Orlando PD trains for active shooter scenarios
By Christine Show
ORLANDO — Inside a dusty, abandoned building near Orlando International Airport, someone posing as a dangerous criminal hid behind a makeshift wall.
An officer dressed in black police gear walked in to make his move.
"Drop your gun! Drop your gun!" the officer shouted.
When the bad guy didn't listen, the officer pointed his handgun and fired paint-ball pellets.
The training exercise involved no actual criminals. Orlando officers played the parts of both law enforcer and law breaker. It was one of several scenarios the Orlando Police Department's OIA unit used Monday night to prepare for an array of possible crime scenes at the busy transportation hub.
After recent shootings at an Omaha, Neb., mall and at Colorado churches, OPD officers are not taking any chances.
"The whole purpose of this is to alleviate citizens of Orlando," training officer George Montgomery said. "There can't be a 100 percent guarantee of safety, but we're doing everything we can to make it safe."
The police unit trained eight of its 64 officers stationed at OIA on how to react in unconventional crime scenes. Officers trained to think — and move — fast.
All officers citywide are expected to participate in the active-shooter training within the next four to five months.
The officers learn how to handle varied situations. That includes understanding when it is appropriate to shoot a firearm and when to use chemical agents and Tasers as part of their response to dangerous crime, said lead training officer David Haddock.
"It's about stopping that threat," he said. "We're just trying to get officers a scenario-based training."
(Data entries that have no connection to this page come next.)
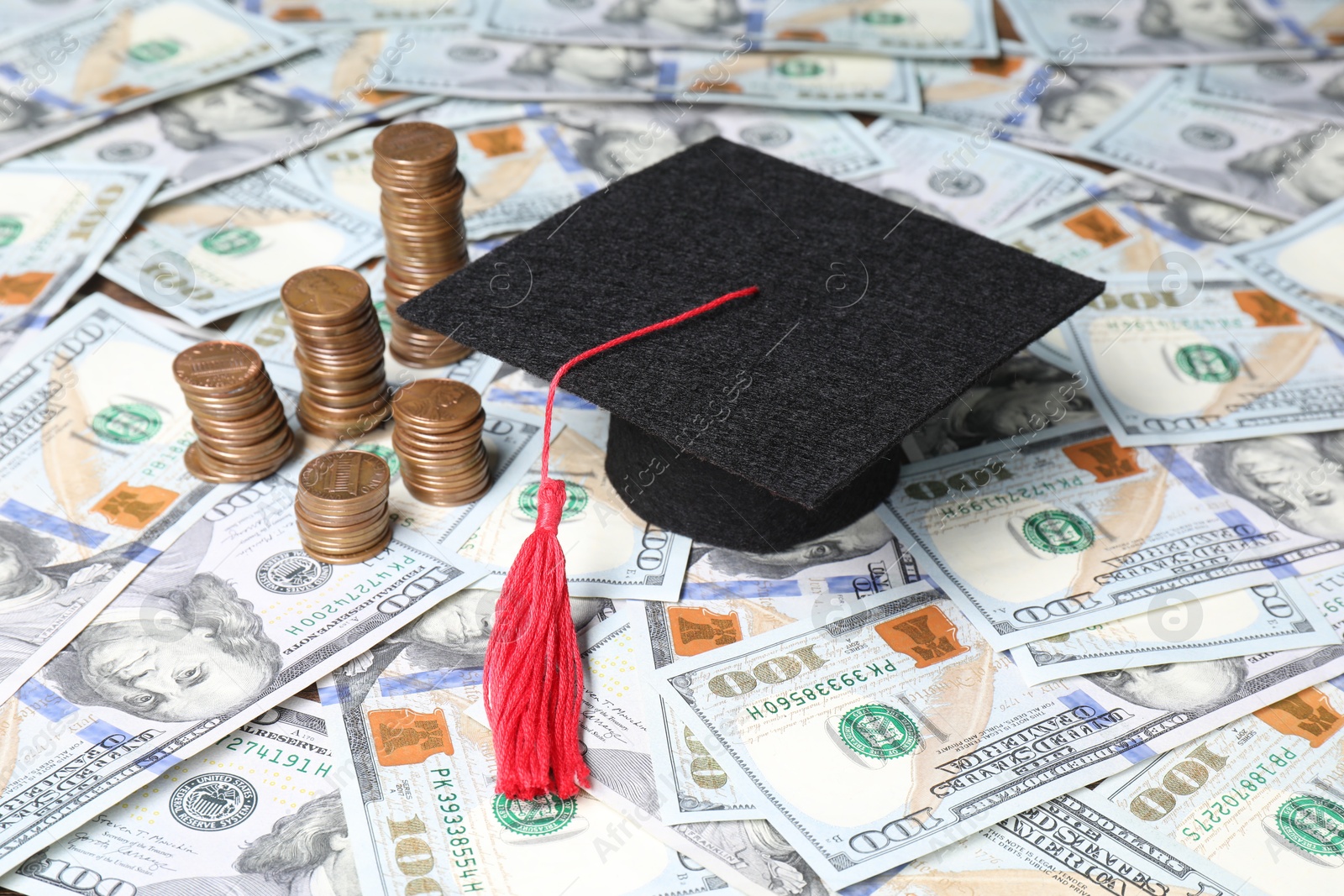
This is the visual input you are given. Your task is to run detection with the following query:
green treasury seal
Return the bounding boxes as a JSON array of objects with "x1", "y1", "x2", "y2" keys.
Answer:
[
  {"x1": 840, "y1": 703, "x2": 919, "y2": 759},
  {"x1": 1021, "y1": 511, "x2": 1097, "y2": 553},
  {"x1": 92, "y1": 405, "x2": 164, "y2": 445},
  {"x1": 1274, "y1": 794, "x2": 1344, "y2": 856},
  {"x1": 492, "y1": 794, "x2": 578, "y2": 837},
  {"x1": 1176, "y1": 345, "x2": 1241, "y2": 383},
  {"x1": 517, "y1": 479, "x2": 587, "y2": 520}
]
OPD began the scenario training in 2002 several years after a deadly shooting at Colorado's Columbine High School prompted police throughout the country to change their tactics, Montgomery said.
With criminals using new ways to commit crimes, officers know they have to learn how to respond properly, he said.
"Changes are being made by the bad guys," Montgomery said. "We're no longer going to stand by and wait."